C'est alors que M. Minard, ingénieur général des ponts et chaussées, dont la brillante carrière s'était en grande partie développée à Cherbourg, où il fut longtemps directeur des travaux maritimes de la marine, présenta un projet dans l'anse des Mielles, où se trouvait révisée de la façon la plus large l'extension des services transatlantiques en m^me temps qu'étaient prévues et ménagées les plus vastes possibilités d'un port commercial pour l'avenir.

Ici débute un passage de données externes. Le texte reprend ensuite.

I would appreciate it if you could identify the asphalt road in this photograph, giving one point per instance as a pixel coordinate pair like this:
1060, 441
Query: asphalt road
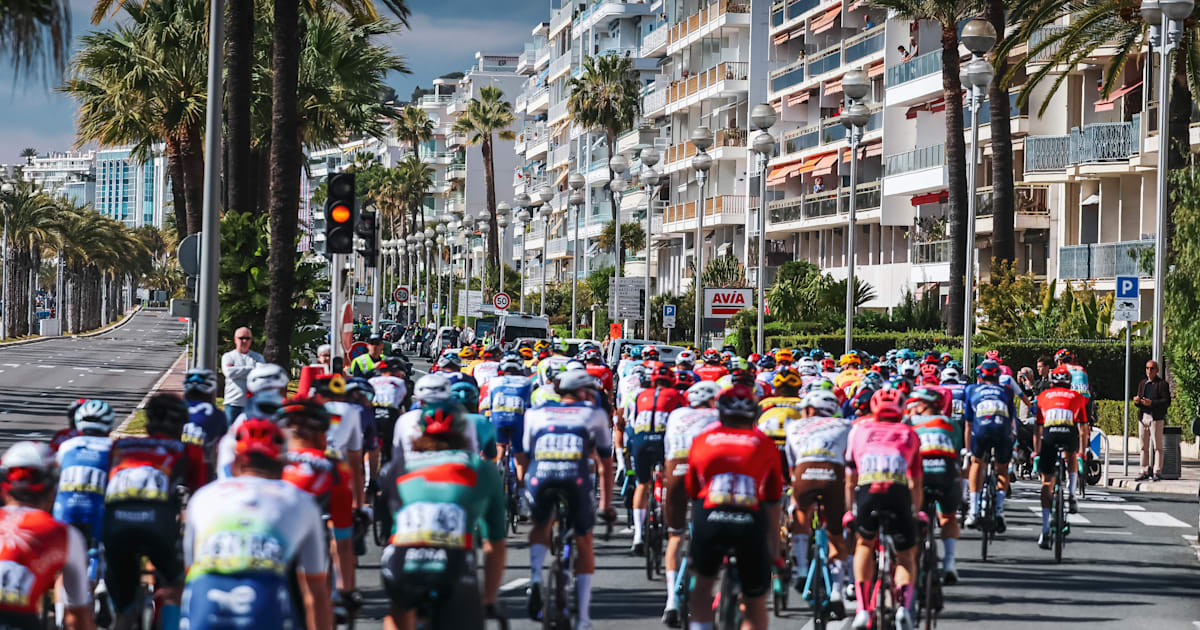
1132, 561
37, 381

Présenté à l'Association française pour le développement des travaux publics, dans sa séance du 1er février 1919, par M. Jean Hersent, le projet Minard fut l'objet d'un vœu transmis aux pouvoirs publics sous la signature de M. Millerand, alors président de cette association. Étudié et mis au point par par le sus-nommé, puis par le comité des ports en eau profonde, institués au ministère des travaux publics, il avait été aussitôt adopté par la Chambre de commerce de Cherbourg.

La première phase du plan d'exécution envisagé pour une période de quinze à vingt ans, comporte :
En première ligne
1° Un môle adossé à la grande jetée de l'avant-port actuel et dépassant celle-ci de 220 mètres vers le nord ;
2° L'établissement sur la face est de ce môle, sur une longueur de 600 mètres, de six postes d'accostage pour les transbordeurs ;
3° L'édification d'une gare maritime munie de tous les perfectionnements que peuvent offrir la science et le confort modernes ;
4° Une jetée-abri d'une longueur de 1 000 mètres environ, enracinée aux Flamands, et ménageant entre son extrémité et celle de la jetée du Homet une passe de 500 mètres.

En deuxième ligne
Creusement de la première darse à la cote - 11 ; construction du premier môle ; dragage du chenal joignant la passe aux nouveaux ouvrages.

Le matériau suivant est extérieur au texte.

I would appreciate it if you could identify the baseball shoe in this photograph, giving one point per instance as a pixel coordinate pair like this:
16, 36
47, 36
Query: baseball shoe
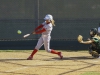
60, 55
30, 58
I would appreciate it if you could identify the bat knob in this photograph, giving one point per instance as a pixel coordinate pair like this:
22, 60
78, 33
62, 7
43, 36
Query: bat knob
26, 35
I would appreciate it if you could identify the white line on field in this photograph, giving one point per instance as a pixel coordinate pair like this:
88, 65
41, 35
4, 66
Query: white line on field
39, 63
16, 69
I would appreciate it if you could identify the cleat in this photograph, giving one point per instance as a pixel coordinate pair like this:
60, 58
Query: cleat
30, 58
60, 55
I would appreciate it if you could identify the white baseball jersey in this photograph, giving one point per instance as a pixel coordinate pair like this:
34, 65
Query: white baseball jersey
48, 28
45, 38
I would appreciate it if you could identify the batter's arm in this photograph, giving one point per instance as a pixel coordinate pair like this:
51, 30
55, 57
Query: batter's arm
40, 26
40, 31
87, 42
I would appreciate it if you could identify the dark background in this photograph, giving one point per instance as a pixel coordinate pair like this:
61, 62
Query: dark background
72, 17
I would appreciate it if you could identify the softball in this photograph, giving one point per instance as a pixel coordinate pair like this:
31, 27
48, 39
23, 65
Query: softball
19, 32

Ce sont les travaux de première ligne qui ont fait l'objet de deux décrets, l'un déclaratif d'utilité publique du 22 novembre 1922, l'autre intéressant les taxes nouvelles du 6 décembre 1922. Ces travaux sont maintenant en cours d'exécution : ils ont été confiés à la célèbre firme Hersent frères.

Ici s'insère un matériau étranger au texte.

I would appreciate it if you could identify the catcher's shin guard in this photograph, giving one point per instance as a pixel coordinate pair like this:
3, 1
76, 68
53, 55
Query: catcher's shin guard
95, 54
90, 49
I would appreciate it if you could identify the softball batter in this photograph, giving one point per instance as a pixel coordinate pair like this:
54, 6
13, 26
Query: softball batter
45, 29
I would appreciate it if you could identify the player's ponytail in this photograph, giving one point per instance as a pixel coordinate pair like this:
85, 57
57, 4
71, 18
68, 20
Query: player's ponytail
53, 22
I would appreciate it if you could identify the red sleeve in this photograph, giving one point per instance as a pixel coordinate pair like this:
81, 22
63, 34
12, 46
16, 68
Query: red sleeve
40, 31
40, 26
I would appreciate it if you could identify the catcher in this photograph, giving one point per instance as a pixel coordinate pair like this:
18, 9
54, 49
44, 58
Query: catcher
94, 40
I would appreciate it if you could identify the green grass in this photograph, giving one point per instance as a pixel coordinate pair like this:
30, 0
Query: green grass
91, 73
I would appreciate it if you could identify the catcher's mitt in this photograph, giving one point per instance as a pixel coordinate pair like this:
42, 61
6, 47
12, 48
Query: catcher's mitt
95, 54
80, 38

Ces travaux vont nécessairement apporter quelques modifications au régime du port.

Cherbourg fut longtemps un port sans taxes, puisque les quais de granit qui l'encadrent ont été édifiés, nous l'avons dit, par les ressources de la nation. Cherbourg, création historique, faisait partie du patrimoine national. Lorsque, vers 1869, les premiers transatlantiques ont fait escale à Cherbourg, inaugurant le mouvement toujours plus intense qui devait conduire sur notre rade 840 paquebots dans le cours de l'année 1923, ils n'ont rencontré non seulement aucune entrave, mais aucun droit d'usage, sinon ceux communs à tous les ports. C'est seulement en 1850 que la Chambre de commerce fut appelée à participer aux dépenses engagées dans l'exécution des travaux destinés à l'aménagement du port. Mais il convient d'ajouter que ces améliorations ne nécessitèrent jamais un grand effort financier et les taxes locales intermittentes appliquées aux passagers, au tonnage ou aux marchandises, furent toujours extrêmement faibles, sinon négligeables.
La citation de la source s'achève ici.